N3.92tn fuel subsidy topples defence, health, education budgets


The N3.92tn spent as subsidy on Premium Motor Spirit, popularly called petrol, from January 2020 to June 2022 is higher than the cumulative individual federal budgets for health, education and defence during the 30-month period.

Findings show that over the last 30 months, Nigeria has spent more on fuel subsidy than on either the health, defence or education ministries.

An analysis of petrol subsidy expenditure and ministerial budgets from January 2020 to the first half of 2022 indicated that while the Federal Government spent N3.92tn to subsidise PMS during the period, its budgets for education, health and defence during the same period were N2.28tn, N1.68tn and N3.06tn respectively.

This shows that the government spent more funds on petrol subsidy in the 30-month duration than what the health, education or defence sectors got in the same review period.

Further analysis showed that in 2020, the combined budgets of health, education and defence was N1.922tn, while fuel subsidy alone gulped N450bn.

Fuel subsidy spending, however, jumped in 2021 to N1.43tn, whereas the combined budgets for health, education and defence in that year were estimated at N2.288tn.

In the first six months of this year, the government spent N2.04tn on fuel subsidy, while the cumulative budgets for health, education and defence stood at N2.81tn.

Economists as well as oil and gas experts told our correspondent that the Nigerian fuel subsidy impact was not just taking a huge toll on education, health and defence, but wondered whose interest it was really serving.

They were not comfortable with the persistent rise in Nigeria’s fuel subsidy amidst the country’s high indebtedness and other economic challenges.

They explained that the fuel subsidy cost over the last 2.5 years represented a lost opportunity to invest in key capital resources to raise the literacy, standard of living and security of the average Nigerian.

“Nigeria’s fuel subsidy programme has continued to limit remittances to the Federal Account Allocation Committee by the Nigerian National Petroleum Company Limited for distribution to the Federal Government, states and local government areas,” the President, Petroleum Retail Outlet Owners Association of Nigeria, Billy Gillis-Harry, told our correspondent.

Analysts believe that many Nigerians are shouldering the cost of education, health and security through sundry private arrangements, while fuel subsidy offers zero succour.

They explained that a better incentivised workforce in the health, education and defence ministries was possible by realising savings from subsidy removal or reduction.

They also stated that civil service’s compensation and the national minimum wage remained a delicate topic as the ongoing strike by the Academic Staff Union of Universities underscored the need to address and lay to rest the civil service compensation and incentives conversation.

The PUNCH, for instance, exclusively reported recently that the Nigerian Economic Summit Group had raised concern of impending fiscal crisis in Nigeria following the continued rise in fuel subsidy.

It disclosed this in its September 2022 report titled, “The State of Nigeria’s Economy,” stressing that the Federal Government’s huge fuel subsidy spending had been a drain on the country’s revenue despite the rise in crude oil prices in 2022.

The NESG said the government should cut its fiscal deficit to avert an impending fiscal crisis, highlighting the gradual withdrawal of fuel subsidy as one of the measures to achieve this.

“Embark on the gradual phasing out of the fuel subsidy programme,” the economic think-tank told the Federal Government, stressing that sustaining the programme was “disastrous.”

It added, “Aside from taking a clear position on the fuel subsidy issue, the Federal Government must begin the shutting down phase of subsidy programmes to save the country from impending fiscal crisis.

“Understandably, this suggestion will affect the welfare of the citizens, but it is only in the short term.

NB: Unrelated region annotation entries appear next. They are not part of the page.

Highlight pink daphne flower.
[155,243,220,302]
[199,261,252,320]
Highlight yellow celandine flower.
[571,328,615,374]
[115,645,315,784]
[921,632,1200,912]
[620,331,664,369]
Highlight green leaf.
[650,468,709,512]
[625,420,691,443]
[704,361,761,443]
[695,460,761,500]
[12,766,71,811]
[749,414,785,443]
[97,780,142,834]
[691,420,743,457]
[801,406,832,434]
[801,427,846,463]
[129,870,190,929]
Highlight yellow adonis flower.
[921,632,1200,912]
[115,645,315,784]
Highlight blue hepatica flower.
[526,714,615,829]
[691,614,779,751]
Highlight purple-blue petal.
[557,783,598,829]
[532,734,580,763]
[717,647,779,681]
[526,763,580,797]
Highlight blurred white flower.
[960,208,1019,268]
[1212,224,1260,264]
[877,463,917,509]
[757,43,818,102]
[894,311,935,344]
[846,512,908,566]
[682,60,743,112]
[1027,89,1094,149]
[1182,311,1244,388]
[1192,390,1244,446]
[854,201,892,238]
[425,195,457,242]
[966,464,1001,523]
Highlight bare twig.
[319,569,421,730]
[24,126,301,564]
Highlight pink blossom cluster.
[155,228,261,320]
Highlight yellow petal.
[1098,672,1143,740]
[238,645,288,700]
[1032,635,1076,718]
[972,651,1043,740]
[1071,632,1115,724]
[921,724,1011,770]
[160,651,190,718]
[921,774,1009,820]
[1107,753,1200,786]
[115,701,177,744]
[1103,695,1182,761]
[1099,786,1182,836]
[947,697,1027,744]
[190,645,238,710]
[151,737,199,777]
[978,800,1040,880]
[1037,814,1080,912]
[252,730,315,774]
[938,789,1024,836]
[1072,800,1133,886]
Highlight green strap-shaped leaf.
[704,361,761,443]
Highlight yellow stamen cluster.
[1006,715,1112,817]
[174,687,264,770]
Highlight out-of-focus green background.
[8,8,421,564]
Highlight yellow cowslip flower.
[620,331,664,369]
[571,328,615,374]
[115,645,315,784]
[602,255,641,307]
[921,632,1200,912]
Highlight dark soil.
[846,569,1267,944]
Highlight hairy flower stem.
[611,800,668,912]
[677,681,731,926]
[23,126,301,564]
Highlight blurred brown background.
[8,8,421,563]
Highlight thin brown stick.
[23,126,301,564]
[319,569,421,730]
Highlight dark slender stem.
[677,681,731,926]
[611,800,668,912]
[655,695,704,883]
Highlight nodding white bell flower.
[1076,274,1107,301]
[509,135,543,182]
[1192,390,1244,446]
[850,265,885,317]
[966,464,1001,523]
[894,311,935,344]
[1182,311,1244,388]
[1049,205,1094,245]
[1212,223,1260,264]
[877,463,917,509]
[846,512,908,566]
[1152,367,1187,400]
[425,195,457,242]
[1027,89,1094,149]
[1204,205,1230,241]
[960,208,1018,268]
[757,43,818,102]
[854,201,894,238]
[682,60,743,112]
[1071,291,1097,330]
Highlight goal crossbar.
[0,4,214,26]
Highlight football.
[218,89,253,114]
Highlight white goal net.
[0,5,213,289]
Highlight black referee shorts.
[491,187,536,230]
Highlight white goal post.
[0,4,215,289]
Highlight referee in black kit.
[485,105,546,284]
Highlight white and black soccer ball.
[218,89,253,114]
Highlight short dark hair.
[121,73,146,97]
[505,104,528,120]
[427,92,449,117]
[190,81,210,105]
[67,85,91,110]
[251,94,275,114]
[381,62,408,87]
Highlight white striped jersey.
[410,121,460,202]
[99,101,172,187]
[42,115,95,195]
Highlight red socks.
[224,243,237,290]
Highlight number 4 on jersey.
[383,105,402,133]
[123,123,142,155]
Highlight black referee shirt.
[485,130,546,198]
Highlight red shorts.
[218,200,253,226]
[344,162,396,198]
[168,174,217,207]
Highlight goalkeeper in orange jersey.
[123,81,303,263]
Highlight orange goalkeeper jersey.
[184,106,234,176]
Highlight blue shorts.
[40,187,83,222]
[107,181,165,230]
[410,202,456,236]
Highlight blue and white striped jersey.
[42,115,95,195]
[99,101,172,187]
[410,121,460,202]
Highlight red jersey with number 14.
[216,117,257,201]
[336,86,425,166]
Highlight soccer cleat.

On the other hand, the more extended effects of sustaining this programme are disastrous.”

On his part, the Chief Executive Officer, Centre for the Promotion of Private Enterprises, Dr. Muda Yusuf, stated that the government should accelerate the implementation of the Petroleum Industry Act, 2021.

The PIA calls for the halt of petrol subsidy, but the government has not implemented that aspect of the Act after passing it into law since August last year.

“The oil and gas sector reform, which is now being anchored on the Petroleum Industry Act, should be accelerated in order to ensure the unlocking of the enormous value in the oil and gas sector, particularly the gas sector,” Yusuf stated in his remarks on the Nigerian economy after 62 years.